A china spaniel lay in pieces on the floor. As with the debris of the door, Branson wondered why no one had yet picked up the pieces. They seemed to have been deliberately left where they had fallen.
Mrs Head was at the kitchen table. She smiled in a serious way at Branson as he came in, and then she turned to his father and said, ‘And this is Branson.’
It was as though she was introducing him for the first time. It was as though his was the last name on a long list Mrs Head had gone through that morning, a list in which she’d been saving the best until last. Then Branson’s father did a most unexpected thing. He held out a hand towards him. It was a long-fingered, bony hand, and Branson found it slightly repellent.
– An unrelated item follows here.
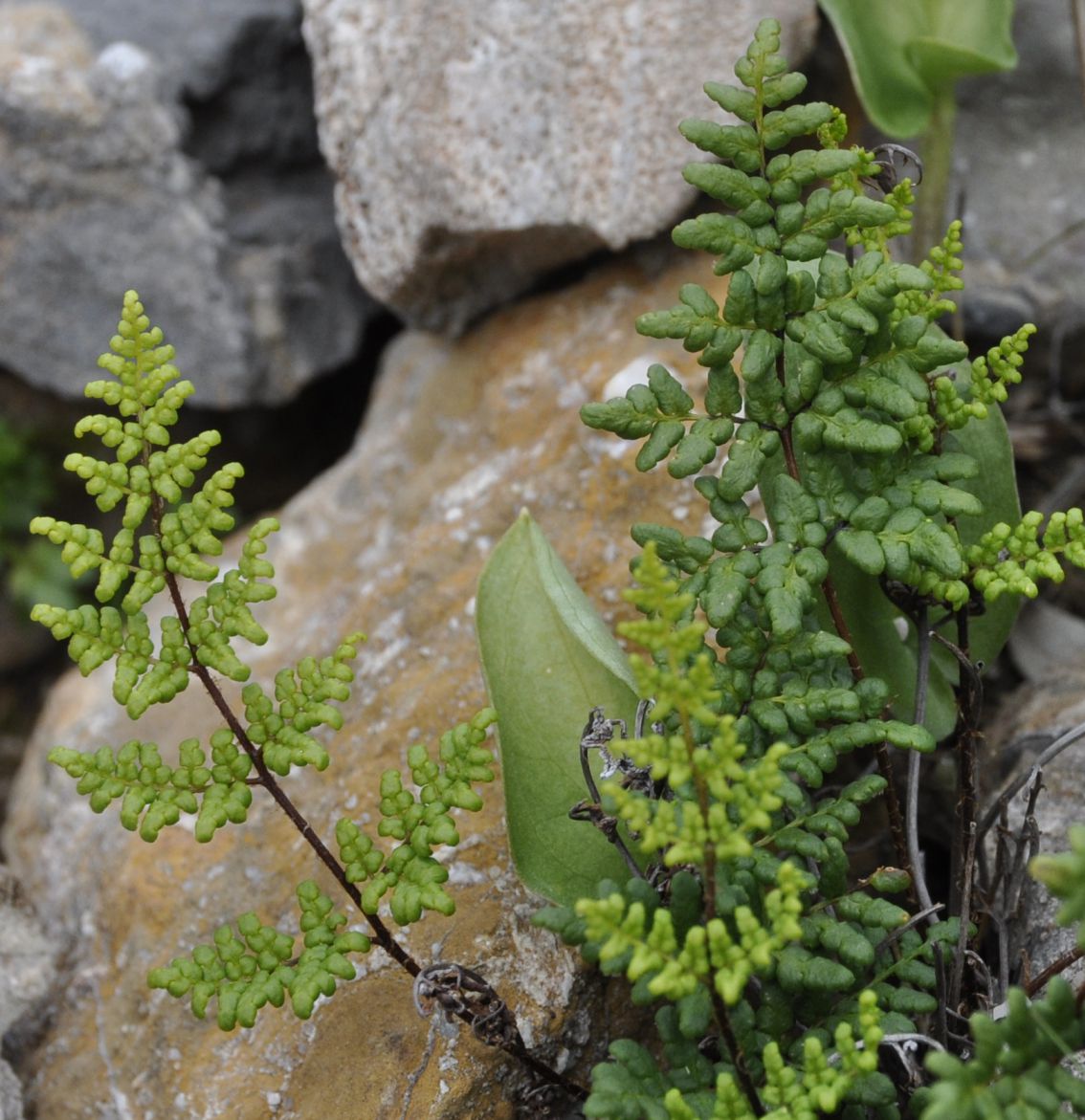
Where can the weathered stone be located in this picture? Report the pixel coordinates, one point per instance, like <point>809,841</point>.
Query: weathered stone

His mother continued her balming of his father’s head, and appeared to take no notice of Branson. It was such a peculiar reversal of roles that Branson didn’t know what to do. But he stepped forward because the hand was beckoning in quick, shaky finger movements.
When Branson stepped within reach of the hand, which in his mind seemed somehow disembodied, a big, bony, gesturing shape hanging in the air, it came to rest on his shoulder. And tears were falling down his father’s face. But Branson’s mother was still not looking at him.